En marge de la Journée internationale de l’Enseignant célébrée hier, l’UPSEE a organisé une exposition retraçant leur parcours. Des photos, illustrant le combat de l’UPSEE pendant ces 20 dernières années, seront mises en lumière.
Yahya Paraouty évoque les photos de mai 75, soit de la marche estudiantine. « L’UPSEE existe depuis 40 ans, mais pour cette expo nous nous sommes attardés sur les 20 dernières années pour mieux illustrer notre combat. Je n’étais pas dans le “front-line” en mai 75, mais c’est une époque historique qui a sensibilisé tout un chacun. Il y a eu par la suite beaucoup de progrès qui ont débouché sur des notes positives, dont l’éducation gratuite et la création du MIE. Cette marche avait attiré plus de 20 000 personnes », a-t-il indiqué. Il a en outre déploré l’attitude du ministère de l’Éducation, exprimant son appréhension concernant le Nine-Year Schooling. « Mo enn enseignant, me mo mem mo pa konpran sistem Nine-Year Schooling. C’est un gros point d’interrogation. Il n’y a aucune sécurité d’emploi pour nous. Bann profeser prevok kondane. En plus, il y a un “deficiency basic qualifications”, c’est-à-dire que, dans les années 70, l’école était payante et on ne demandait pas cinq “credits” pour pouvoir enseigner. Aujourd’hui, ceux âgés de 55 à 60 ans sont dans la tourmente car beaucoup n’ont pas de “credit” en anglais. Certains se sont améliorés et ont renforcé leur diplôme en suivant d’autres cours, mais la question qui reste en suspens est de savoir ce qu'il adviendra des vieux enseignants.
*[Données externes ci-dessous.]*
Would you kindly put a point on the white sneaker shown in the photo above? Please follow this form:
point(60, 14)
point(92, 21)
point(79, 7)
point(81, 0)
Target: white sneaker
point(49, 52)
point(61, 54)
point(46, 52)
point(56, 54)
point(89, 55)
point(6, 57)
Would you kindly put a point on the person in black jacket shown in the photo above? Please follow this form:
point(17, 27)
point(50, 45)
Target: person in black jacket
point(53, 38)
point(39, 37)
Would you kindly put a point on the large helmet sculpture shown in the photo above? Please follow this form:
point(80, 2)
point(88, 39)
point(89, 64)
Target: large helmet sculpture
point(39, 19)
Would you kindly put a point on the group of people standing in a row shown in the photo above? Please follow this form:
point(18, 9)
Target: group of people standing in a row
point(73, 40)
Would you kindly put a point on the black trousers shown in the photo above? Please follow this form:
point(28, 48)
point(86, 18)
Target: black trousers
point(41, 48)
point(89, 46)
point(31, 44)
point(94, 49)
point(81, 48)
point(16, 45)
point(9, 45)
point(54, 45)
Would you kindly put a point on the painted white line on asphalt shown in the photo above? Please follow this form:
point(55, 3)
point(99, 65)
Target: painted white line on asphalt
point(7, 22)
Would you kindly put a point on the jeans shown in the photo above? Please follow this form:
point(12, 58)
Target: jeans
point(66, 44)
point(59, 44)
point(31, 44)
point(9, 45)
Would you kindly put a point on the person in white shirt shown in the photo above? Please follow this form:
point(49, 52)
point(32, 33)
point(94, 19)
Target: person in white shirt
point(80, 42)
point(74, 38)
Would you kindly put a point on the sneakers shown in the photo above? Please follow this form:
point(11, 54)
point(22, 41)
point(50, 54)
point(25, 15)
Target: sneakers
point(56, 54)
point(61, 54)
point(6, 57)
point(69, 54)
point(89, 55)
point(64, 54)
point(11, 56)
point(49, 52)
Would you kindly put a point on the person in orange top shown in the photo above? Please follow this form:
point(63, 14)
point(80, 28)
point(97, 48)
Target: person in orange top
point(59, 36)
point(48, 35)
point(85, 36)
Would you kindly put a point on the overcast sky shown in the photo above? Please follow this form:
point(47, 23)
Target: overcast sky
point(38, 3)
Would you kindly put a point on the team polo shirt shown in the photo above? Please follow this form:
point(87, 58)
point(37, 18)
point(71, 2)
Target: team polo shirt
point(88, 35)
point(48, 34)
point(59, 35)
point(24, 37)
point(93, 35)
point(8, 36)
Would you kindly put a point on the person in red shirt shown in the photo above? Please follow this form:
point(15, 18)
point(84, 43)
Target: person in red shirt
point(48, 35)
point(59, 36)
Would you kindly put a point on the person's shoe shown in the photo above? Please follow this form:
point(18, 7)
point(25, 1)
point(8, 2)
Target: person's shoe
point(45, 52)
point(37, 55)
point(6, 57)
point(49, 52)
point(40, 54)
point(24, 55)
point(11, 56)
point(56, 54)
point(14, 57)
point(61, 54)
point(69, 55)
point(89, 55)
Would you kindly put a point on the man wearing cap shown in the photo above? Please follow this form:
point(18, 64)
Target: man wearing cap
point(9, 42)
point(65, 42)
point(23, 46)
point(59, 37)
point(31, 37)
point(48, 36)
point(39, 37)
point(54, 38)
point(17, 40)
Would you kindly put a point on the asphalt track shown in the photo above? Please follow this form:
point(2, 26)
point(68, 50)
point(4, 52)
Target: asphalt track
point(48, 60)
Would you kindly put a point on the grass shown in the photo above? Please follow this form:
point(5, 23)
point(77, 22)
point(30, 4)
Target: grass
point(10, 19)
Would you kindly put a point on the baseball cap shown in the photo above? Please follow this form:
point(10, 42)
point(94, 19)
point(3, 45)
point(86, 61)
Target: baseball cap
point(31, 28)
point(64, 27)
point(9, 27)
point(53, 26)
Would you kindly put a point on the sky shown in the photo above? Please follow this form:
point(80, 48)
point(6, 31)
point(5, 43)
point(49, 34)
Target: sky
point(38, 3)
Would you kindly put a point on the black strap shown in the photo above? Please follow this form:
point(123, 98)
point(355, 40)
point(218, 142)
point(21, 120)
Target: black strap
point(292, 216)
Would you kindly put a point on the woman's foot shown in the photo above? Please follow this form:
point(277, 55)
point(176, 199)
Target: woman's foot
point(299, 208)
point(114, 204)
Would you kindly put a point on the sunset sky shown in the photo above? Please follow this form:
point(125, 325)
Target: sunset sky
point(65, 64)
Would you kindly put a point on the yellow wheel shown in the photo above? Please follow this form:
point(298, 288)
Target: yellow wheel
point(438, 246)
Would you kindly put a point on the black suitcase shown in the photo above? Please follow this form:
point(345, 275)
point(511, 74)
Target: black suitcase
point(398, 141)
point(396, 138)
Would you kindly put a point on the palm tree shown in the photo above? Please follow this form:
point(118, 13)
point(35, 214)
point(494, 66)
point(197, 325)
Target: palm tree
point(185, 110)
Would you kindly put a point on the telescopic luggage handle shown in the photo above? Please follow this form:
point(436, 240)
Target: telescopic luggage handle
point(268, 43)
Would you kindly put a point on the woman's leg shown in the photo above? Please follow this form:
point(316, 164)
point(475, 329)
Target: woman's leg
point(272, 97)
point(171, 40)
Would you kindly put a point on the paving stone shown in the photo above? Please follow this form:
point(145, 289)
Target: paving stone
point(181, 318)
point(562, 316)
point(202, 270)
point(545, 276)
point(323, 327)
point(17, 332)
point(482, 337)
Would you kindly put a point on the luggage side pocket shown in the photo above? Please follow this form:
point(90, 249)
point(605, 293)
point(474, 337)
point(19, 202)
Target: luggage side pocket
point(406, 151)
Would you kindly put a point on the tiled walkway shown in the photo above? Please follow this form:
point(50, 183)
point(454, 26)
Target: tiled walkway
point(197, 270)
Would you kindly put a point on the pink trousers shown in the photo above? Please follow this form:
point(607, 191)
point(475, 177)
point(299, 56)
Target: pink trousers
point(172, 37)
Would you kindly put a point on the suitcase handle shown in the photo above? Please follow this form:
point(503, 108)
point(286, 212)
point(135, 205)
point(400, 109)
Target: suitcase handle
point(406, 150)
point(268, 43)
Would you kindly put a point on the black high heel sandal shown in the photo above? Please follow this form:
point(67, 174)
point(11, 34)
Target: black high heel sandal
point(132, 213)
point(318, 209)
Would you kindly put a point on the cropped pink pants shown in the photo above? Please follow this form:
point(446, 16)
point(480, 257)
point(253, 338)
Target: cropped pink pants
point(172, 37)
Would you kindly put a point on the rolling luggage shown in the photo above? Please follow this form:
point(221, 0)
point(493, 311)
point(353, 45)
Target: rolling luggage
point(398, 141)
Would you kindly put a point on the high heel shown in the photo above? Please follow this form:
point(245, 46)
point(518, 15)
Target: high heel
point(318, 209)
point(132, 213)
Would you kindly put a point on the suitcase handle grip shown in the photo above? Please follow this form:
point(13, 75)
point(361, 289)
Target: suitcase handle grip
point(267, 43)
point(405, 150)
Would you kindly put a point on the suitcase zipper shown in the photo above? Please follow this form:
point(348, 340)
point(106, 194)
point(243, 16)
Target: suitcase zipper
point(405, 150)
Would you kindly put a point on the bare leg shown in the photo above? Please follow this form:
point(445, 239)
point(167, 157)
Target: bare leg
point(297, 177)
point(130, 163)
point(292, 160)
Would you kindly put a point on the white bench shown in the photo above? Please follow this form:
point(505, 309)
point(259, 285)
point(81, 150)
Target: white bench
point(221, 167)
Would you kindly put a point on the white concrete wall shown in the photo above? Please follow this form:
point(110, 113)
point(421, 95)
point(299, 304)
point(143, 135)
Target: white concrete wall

De plus, avec le changement de la PSSS en PSEA, le nouveau board, où l’UPSEE n’a plus son mot à dire, est venu remettre en question la décision du ministère de l’Éducation et nous demandons que le statut des anciens soit revu », réclame-t-il. Le mot d’ordre de Yahya Paraouty, président de l’UPSEE, est de « rester vigilant ». « Nous, au niveau de l’UPSEE, avons mené une bataille pour l’éducation. Cette question de Nine-Year Schooling peut mener à une perte d’emploi d’autant plus que la ministre de l’Éducation n’est pas ouverte au dialogue. Nous souhaitons avoir une rencontre avec elle pour pouvoir débattre en toute objectivité des problèmes auxquels, nous, enseignants sommes confrontés », explique cet enseignant.